Dans un premier temps, se présente son ami Léonard, gay à l’humeur morose, avec lequel elle a depuis vingt ans des rendez vous réguliers (« … Leonard et moi nous retrouvons une fois par semaine pour une promenade, un dîner et un film, […] Mis à part pendant les deux heures passées au cinéma, il est rare que nous fassions autre chose que parler. […] Nos conversations sont plus satisfaisantes que toutes celles que nous avons pu connaître »). Si les deux amis ont en commun un certain pessimisme, ils ne sauraient manquer leur conversation hebdomadaire et, même s’ils ne parviennent pas toujours à se soutenir, une vraie complicité les rassemble (« Il comprend par osmose ce que je dis »).
Partageant un même sentiment d’échec, de défaite on pourrait avancer que Vivian Gornick a trouvé en Léonard cet ami idéal à défaut d’avoir trouvé l’homme idéal.

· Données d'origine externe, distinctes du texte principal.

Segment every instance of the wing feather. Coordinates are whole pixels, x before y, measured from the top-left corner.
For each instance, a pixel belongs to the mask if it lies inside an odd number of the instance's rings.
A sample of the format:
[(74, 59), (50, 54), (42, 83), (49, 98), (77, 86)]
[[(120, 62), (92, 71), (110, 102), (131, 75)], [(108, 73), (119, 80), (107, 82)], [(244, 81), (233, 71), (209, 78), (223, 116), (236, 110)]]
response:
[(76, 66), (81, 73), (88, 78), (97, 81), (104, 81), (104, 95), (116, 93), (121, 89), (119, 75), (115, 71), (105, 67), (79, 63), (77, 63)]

Dans son ouvrage qui ne se présente ni comme un roman ni comme une auto-biographie le thème de l’amour est omniprésent et l’auteur n’hésite d’ailleurs pas à dire qu’elle a passé dix ans à chercher, non pas un mari car ni le mariage ni la maternité ne l’ont jamais intéressée, mais l’homme idéal, le Prince charmant… l’Amour avec un grand A (« … l’amour est l’intensité suprême, l’unique exaltation qui ait du sens. »)
Le récit est parsemé de rencontres et d’anecdotes qui parfois prennent des allures littéraires, ramenant à l’intériorité de Vivian Gornick, ainsi lorsqu’elle raconte l’histoire de la relation d’amitié entre Henri James et l’auteur Constance Woolson ou encore celle de l’écrivain Seymour Krim qui mit en scène sa déprime pour créer sa prose tout en ayant du mal à transformer ses fantasmes en réalité… jusqu’à ce qu’il finisse par écrire un essai réussi Pour mes compagnons d’échec. Hormis le fait de trouver le grand amour il y avait sans doute chez Vivian Gornick l’ambition d’écrire un grand livre (« … le plus souvent, je rêvais de l’avenir – de ces lendemains où j’écrirais un livre important, où je rencontrerais le compagnon de toute une vie, où je deviendrais cette femme de caractère qu’il me restait à devenir. ») d’où le parallèle que l’on peut faire de sa proximité avec Seymour Krim.
Du sentiment d’échec à la dépression il n’y a qu’un pas et Vivian Gornick eut longtemps pour habitude de marcher pour combattre la mélancolie («Pendant des années, j’ai parcouru dix kilomètres à pied chaque jour. Je marchais pour m’éclaircir les idées, pour participer à la vie de la rue, pour chasser la dépression de l’après-midi.»). Une mélancolie dont elle extirpe la signification à travers le souvenir de cet ami d’enfant, Tomas, le garçon qui se tenait toujours à part et dont toutes les femmes, elle comprise, avaient eu pour espoir de réchauffer le cœur (« … un espoir vain parce qu’aucune quantité d’amour ne peut vaincre la puissance titanesque de cette tristesse originelle. »).
La voix de Vivian Gornick nous parvient depuis New York et c’est un peu comme si, d’association en association, par le biais d’une analyse perspicace et non sans humour, on faisait un tour d’horizon de la vie de cette femme singulière qui dit avoir toujours été en quête de la bonne personne à qui parler.